Problem 1 — Min-stack with O(1) get_min
A standard stack tracks push and pop. The twist: get_min() must return the
current minimum in O(1) time — even after pops have removed previous minimums.
Think first. You cannot scan the whole stack on every get_min call —
that is O(n). Instead, track the minimum at each level of the stack. A
second "min-stack" running in parallel records what the minimum was when each
element was pushed.
Complete MinStack so that push, pop, top, and get_min all work correctly. push adds a value, pop removes the top, top returns the top without removing it, get_min returns the current minimum in O(1).

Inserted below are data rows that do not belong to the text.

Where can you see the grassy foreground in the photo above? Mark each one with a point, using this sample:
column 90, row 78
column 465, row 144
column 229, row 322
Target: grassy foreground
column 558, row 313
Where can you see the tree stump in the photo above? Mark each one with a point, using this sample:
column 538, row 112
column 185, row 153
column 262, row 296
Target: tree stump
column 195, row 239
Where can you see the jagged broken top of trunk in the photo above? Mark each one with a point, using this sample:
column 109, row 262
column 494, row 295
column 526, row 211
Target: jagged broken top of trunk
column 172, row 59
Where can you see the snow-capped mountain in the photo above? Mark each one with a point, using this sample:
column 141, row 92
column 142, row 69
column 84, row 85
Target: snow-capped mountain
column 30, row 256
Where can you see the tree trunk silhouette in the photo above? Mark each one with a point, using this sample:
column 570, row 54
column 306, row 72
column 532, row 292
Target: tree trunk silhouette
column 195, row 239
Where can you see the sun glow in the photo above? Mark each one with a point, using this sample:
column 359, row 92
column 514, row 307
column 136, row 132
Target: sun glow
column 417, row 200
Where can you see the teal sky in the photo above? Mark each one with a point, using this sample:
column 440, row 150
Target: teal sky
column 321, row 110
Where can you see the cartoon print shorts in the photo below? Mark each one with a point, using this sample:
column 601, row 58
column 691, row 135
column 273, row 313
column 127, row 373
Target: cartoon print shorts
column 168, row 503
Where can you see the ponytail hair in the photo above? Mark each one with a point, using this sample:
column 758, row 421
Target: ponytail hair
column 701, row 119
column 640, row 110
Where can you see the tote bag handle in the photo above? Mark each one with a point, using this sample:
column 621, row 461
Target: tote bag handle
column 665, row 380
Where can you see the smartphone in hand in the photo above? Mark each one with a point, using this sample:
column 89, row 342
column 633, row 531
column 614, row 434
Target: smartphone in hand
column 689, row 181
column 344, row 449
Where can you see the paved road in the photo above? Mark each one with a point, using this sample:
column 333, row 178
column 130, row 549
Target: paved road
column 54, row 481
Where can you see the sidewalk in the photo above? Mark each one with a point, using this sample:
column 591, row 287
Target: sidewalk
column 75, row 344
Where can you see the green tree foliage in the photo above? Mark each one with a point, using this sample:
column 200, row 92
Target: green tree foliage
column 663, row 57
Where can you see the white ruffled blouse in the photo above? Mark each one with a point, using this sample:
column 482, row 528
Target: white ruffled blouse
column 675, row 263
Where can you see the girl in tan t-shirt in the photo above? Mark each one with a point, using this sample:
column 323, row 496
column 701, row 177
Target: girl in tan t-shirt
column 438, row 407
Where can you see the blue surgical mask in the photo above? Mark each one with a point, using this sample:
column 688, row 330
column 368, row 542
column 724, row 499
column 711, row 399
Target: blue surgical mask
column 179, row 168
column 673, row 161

push(5), push(3), push(7), get_min() → 3push(5), push(3), pop(), get_min() → 5The min-stack mirrors every push and pop on the main stack. On each push it
records min(new_value, current_min). On pop both stacks shrink together.
get_min just reads min_stack[-1] — constant time, no scanning.
Problem 2 — Level-order traversal
Given a binary tree, return the node values level by level, as a list of
lists: [[root], [level-1 nodes], [level-2 nodes], ...].
This is BFS on a tree. The queue stores nodes; after dequeueing each node you enqueue its children.
Implement level_order(root) that returns a list of lists, where each inner list contains the values of nodes at that depth. Use a deque as the BFS queue.
level_order(tree with root 1, children 2 and 3) → [[1], [2, 3]]The key is level_size = len(queue) at the start of each outer loop
iteration. This freezes how many nodes belong to the current level. You
dequeue exactly that many, collecting their values, then move on to the next
level. Without this count you cannot separate levels cleanly.
Problem 3 — k most frequent elements
Given a list of integers, return the k elements that appear most often. If there are ties, any among the tied elements is acceptable.
Implement k_most_frequent(nums, k) returning a list of the k most frequent elements in nums. Order within the result does not matter.
k_most_frequent([1,1,1,2,2,3], 2) → [1, 2]Counter counts frequencies in O(n). heapq.nlargest(k, iterable, key=fn)
runs O(n log k) internally — it maintains a min-heap of size k while scanning.
Both pieces together stay O(n log k), which beats a full sort at O(n log n)
when k is small.
Problem 4 — First unique character
Given a string, return the index of the first character that appears exactly once. Return -1 if no such character exists.
Implement first_unique_char(s) returning the index of the first character in s that appears exactly once, or -1 if there is none.
first_unique_char("leetcode") → 0first_unique_char("aabb") → -1Two passes through the string: the first builds the frequency map in O(n), the second finds the leftmost character with count 1 in O(n). Total O(n) time and O(k) space where k is the alphabet size (at most 26 for lowercase ASCII — in practice constant). This is the "count then scan" pattern that appears in many string problems.
Done?
Four problems, four structures. The min-stack demonstrates that the right auxiliary structure can make an otherwise-expensive query free. Level-order traversal shows BFS on a tree. The frequency heap combines counting with heap selection. The unique-character problem is a clean "count then scan" pattern. Each one generalises: the min-stack idea applies to any monotone aggregate, level-order is the basis of BFS on any hierarchical data, top-K frequency appears in analytics and autocomplete, and count-then-scan solves dozens of string problems.